Preservation of general knowledge can potentially help with better reasoning for application to domain specific knowledge by using prompt engineering to focus the LLM on the domain specific criteria. I should also mention, LLMs don’t exactly have knowledge as such but rather probabilities of the most likely next token to generate (whether that be a word, sub-word, letter, sentance, etc based on the model you are using and it’s selected tokeniser). So any knowledge it is trained on does not mean the generated output can be 100% trusted to not hallucinate as it is just a probability.

If you want to minimise on hallucinations, I would try prompt engineering for a system prompt along with RAG. Additionally I would consider another step for validation that includes RAG to further reduce hallucinations.

Overall I think RAG should be where your context for factual ground truth comes from and the LLM should only be relied upon for NLP based processing of the data supplied via RAG. Hence it is useful for the LLM to have a wide range of general knowledge to help it better “understand” how the context should be applied to the real world.
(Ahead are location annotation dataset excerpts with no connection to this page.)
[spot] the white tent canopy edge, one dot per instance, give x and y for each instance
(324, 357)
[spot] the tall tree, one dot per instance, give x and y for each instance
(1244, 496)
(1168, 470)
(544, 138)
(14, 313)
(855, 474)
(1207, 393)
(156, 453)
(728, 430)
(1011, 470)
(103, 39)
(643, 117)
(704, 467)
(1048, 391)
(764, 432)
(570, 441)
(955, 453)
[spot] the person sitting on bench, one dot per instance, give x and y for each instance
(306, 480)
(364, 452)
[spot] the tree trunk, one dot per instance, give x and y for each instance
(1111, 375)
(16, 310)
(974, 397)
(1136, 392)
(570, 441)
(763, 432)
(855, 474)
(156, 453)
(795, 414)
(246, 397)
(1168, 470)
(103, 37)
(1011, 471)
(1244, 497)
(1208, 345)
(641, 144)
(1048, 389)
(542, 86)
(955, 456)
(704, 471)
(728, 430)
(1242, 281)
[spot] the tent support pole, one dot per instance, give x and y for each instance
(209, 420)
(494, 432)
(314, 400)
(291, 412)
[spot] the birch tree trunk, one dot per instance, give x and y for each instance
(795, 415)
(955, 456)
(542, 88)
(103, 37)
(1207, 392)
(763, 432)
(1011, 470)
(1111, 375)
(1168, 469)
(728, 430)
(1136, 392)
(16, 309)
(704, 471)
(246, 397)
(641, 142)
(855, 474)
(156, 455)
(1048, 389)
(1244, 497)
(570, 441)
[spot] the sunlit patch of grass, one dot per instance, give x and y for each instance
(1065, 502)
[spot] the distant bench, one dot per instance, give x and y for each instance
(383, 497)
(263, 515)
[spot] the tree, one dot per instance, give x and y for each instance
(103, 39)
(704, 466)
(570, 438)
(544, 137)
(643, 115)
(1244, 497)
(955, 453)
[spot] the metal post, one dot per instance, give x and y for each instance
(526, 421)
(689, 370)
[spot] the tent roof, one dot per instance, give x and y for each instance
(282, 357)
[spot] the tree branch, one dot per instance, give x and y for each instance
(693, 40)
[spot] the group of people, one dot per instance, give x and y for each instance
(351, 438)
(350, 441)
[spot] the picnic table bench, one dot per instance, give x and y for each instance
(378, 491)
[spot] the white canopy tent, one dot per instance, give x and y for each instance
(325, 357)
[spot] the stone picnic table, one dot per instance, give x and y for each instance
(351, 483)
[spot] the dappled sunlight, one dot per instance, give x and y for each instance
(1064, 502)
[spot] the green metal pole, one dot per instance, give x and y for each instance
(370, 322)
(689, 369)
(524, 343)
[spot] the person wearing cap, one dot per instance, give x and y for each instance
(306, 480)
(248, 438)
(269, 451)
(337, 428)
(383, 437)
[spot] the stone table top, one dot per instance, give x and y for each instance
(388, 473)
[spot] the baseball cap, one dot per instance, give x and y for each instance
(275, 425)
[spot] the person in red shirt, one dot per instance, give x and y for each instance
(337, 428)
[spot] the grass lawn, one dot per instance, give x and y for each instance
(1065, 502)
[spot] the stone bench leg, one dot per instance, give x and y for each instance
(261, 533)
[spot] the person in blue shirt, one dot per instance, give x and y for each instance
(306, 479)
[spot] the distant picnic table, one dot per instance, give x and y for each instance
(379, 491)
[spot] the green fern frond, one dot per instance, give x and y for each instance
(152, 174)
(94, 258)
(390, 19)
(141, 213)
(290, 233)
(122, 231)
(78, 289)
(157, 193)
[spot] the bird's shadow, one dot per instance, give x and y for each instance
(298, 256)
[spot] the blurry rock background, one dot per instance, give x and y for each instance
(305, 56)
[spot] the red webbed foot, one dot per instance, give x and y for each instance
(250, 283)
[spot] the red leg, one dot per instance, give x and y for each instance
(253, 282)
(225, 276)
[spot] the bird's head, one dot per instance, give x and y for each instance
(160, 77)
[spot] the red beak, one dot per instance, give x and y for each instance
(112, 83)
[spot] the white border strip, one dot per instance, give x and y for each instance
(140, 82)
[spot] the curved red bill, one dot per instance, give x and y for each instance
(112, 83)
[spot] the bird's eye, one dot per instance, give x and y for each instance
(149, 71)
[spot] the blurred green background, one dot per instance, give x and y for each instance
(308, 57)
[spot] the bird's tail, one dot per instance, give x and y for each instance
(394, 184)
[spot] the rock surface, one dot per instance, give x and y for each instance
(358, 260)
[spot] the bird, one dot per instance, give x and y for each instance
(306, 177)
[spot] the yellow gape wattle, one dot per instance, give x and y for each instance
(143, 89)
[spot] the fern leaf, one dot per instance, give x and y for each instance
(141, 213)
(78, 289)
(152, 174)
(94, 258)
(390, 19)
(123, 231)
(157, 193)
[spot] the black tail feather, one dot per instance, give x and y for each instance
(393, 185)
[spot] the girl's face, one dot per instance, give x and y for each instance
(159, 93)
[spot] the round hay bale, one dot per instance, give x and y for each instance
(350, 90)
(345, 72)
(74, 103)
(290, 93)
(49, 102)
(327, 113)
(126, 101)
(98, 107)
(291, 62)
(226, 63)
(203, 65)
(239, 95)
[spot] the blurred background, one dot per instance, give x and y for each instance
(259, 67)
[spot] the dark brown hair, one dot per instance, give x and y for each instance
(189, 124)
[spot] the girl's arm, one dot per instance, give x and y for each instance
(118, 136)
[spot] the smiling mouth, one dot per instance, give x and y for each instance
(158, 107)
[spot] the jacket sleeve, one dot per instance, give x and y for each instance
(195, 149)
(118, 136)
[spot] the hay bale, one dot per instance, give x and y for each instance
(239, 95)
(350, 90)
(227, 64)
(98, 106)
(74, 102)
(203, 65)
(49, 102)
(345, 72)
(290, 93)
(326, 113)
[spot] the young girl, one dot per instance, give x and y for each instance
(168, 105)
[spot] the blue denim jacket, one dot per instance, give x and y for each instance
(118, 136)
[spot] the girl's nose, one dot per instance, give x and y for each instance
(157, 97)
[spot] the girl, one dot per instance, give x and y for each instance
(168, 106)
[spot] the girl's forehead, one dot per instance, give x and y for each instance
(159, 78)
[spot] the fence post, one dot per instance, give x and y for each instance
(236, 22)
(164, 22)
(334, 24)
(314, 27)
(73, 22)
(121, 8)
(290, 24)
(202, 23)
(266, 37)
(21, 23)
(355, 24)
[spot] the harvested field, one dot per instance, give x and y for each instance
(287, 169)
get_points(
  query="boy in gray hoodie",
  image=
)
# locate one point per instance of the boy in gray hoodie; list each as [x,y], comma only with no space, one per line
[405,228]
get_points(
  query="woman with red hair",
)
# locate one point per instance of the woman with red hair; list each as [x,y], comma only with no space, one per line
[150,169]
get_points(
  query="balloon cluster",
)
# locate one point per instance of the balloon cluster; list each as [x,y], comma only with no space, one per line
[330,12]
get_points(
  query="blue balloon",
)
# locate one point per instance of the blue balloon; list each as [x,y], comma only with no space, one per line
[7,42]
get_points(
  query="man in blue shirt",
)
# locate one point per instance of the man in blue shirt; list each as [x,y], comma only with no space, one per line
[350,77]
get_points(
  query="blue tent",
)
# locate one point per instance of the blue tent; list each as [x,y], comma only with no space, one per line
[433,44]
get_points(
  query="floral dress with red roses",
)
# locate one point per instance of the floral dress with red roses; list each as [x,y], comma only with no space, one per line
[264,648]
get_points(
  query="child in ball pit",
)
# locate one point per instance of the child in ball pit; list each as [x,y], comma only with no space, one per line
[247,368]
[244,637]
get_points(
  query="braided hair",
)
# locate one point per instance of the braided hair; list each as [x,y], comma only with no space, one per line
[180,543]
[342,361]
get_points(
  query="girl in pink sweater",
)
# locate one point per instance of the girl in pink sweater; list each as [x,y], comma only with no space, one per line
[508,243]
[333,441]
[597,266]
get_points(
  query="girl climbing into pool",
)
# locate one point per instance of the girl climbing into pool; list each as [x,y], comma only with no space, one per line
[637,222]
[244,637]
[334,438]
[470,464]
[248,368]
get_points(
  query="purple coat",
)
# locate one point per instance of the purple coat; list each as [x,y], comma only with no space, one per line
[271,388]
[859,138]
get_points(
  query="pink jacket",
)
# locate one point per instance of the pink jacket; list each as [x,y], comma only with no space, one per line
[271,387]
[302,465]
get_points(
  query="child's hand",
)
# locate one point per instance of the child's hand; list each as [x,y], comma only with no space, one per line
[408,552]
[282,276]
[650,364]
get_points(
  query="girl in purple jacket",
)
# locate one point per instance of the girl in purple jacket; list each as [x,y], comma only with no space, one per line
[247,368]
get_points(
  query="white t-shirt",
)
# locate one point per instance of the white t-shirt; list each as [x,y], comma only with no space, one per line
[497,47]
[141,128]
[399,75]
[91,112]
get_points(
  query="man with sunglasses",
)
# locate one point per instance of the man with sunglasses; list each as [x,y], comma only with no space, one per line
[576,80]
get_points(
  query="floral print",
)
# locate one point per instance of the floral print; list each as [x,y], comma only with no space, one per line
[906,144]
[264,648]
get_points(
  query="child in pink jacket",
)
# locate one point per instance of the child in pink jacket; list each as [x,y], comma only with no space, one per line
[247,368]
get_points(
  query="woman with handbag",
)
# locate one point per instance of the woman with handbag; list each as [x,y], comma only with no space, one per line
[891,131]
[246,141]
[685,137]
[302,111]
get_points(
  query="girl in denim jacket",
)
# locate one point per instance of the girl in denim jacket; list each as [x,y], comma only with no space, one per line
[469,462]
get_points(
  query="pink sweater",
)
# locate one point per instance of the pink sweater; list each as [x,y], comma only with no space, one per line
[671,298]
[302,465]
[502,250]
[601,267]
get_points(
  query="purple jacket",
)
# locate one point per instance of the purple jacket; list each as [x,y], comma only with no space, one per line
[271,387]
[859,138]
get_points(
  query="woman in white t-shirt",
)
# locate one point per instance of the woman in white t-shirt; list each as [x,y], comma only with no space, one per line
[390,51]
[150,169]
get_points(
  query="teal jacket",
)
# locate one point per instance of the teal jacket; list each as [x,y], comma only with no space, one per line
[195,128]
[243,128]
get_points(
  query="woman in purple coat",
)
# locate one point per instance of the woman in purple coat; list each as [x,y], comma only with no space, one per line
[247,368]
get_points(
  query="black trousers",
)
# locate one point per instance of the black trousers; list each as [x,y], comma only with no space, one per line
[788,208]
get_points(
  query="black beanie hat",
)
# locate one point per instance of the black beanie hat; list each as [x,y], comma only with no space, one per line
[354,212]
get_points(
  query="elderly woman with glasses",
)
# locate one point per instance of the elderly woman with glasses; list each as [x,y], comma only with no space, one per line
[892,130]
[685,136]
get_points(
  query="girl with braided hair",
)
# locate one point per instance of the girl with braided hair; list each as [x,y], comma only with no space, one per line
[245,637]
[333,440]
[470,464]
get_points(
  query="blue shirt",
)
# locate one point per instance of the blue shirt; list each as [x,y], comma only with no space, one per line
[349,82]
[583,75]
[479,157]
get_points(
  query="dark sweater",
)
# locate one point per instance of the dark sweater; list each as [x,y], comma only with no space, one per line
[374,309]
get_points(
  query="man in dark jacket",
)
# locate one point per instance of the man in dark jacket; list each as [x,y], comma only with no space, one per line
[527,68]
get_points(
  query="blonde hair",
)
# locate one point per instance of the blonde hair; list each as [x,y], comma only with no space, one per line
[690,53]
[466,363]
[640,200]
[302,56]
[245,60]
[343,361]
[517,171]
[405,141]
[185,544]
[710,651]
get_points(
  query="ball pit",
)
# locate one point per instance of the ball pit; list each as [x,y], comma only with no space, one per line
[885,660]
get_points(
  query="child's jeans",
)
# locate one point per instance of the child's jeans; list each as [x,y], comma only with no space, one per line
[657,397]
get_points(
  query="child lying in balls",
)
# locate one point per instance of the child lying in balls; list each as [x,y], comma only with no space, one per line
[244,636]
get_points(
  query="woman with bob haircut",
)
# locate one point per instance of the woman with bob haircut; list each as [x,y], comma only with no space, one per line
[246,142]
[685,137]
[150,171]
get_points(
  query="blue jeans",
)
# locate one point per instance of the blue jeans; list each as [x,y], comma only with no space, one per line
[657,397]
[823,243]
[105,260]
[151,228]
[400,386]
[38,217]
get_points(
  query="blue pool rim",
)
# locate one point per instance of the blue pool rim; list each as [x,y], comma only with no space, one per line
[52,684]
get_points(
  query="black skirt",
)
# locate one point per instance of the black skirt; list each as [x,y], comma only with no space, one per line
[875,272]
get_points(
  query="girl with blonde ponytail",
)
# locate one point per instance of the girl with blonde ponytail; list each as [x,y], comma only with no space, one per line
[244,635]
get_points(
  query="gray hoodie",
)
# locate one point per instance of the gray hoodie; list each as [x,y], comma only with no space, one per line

I should also mention, getting RAG right for your use case is very important. This includes various methods used and the models used in the process. Otherwise you can end up with the wrong contextual data or an incomplete context supplied to the prompt which could lead to the LLM making assumptions with incomplete or out of context data applied for the response generation. If your knowledge is complex and nuanced, you may want to even consider methods like GraphRAG which can help with better contextual retrieval on both a global scope and local scope of the data, depending on what is relevant context.